Cannes - AFP
The competition for the Palme d'Or at the Cannes Film Festival wraps up Saturday with a clutch of favourites jockeying for one of global cinema's most coveted prizes.
A Cate Blanchett lesbian love story, a gruelling Auschwitz drama, an all-star tableau on the ravages of age, and a slow-burn martial arts movie from Taiwan all looked well-placed to capture top honours from a jury led by Joel and Ethan Coen.
But in one of the tightest races in years, an Italian ode to a dying mother and the pitch-black comedy "The Lobster" about modern love starring Colin Farrell and Rachel Weisz also seemed within striking distance.
Audiences swooned over "Carol" by US director Todd Haynes, featuring knock-out performances by Blanchett and Rooney Mara as lovers nearly crushed by the conservative values of their time.
It rocketed to the top of critics' "best of" charts after its premiere last Sunday.
Another revelation from this year's festival was "Son of Saul" by first-time feature director Laszlo Nemes, which takes film-goers inside the gas chambers of Auschwitz in a way never before seen on screen.
Critics hailed the picture for bringing the memory of the Holocaust alive in a visceral way 70 years after the liberation of the camps, as the last survivors enter their twilight years.
"The films that win tend to create a completely realised and self-contained universe. 'Son of Saul' does that," Vogue reviewer John Powers told AFP.
"The evocation of that universe, the world of Auschwitz, is powerful and exquisitely directed."
Peter Bradshaw of London's The Guardian newspaper called it "an astonishing debut film" of "extraordinary focus and courage".
- 'Staggeringly lovely' -
For another frontrunner, Italian Oscar winner Paolo Sorrentino corralled a cast of screen legends including Michael Caine, Harvey Keitel and Jane Fonda in "Youth", about show-business veterans grappling with fading glory.

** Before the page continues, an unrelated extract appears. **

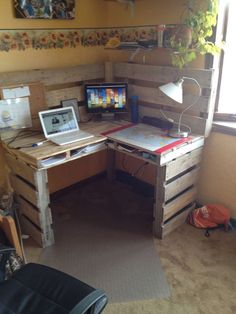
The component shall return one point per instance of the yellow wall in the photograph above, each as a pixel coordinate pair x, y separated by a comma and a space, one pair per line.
218, 172
90, 13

Film industry bible Variety hailed the movie as "an emotionally rich contemplation of life's wisdom gained, lost and remembered".
The picture brought Caine back to the French Riviera festival for the first time in five decades, since the premiere of his iconic womaniser movie "Alfie".
"'Alfie' won a prize and I didn't so I never came back," he joked to reporters.
The art-house crowd also fell hard for "The Assassin" by Taiwanese film-maker Hou Hsiao-Hsien, a glacially paced but stunning tableau of palace intrigue in ninth-century China.
Manohla Dargis of the New York Times said Hou "blew the roof off one of the biggest theatres" in Cannes with "a staggeringly lovely period film" while movie website Indiewire called it "an epic visual poem".
French daily Liberation and the weekly Les Inrockuptibles both pronounced "The Assassin" their pick for the Palme d'Or.
Meanwhile many viewers were moved to tears by the latest by Italian auteur Nanni Moretti, "My Mother", about a female filmmaker sent into a tailspin by a career crisis and the loss of a parent.
"It is an extraordinarily elegant film," French reviewer Philippe Rouyer of Positif magazine, who put it in the top three films this year along with "The Assassin" and Jia Zhang-Ke's triptych of modern China, "Mountains May Depart".
Moretti's star Margherita Buy could walk off with the best actress trophy, if Blanchett or Mara fail to clinch it.
For best actor, France's Vincent Lindon moved audiences with a stoic performance as an unemployed man fighting to keep his head above water in "The Measure of a Man", possibly giving "Son of Saul" star Geza Rohrig or Caine and Keitel a run for their money.
With "Macbeth" starring Michael Fassbender and Marion Cotillard in an adaptation of the Shakespeare tragedy still set to screen on Saturday, industry watchers said this year's festival had seen a wild range of quality in the main programme.
"It's not a particularly strong year but not disappointing by any means," Powers said, predicting a three-way race between "Carol", "The Assassin" and "The Lobster".
"No film has really crystallised opinion."
Last year's Palme d'Or went to the epic drama about Turkey's internal tensions, "Winter Sleep" by Nuri Bilge Ceylan.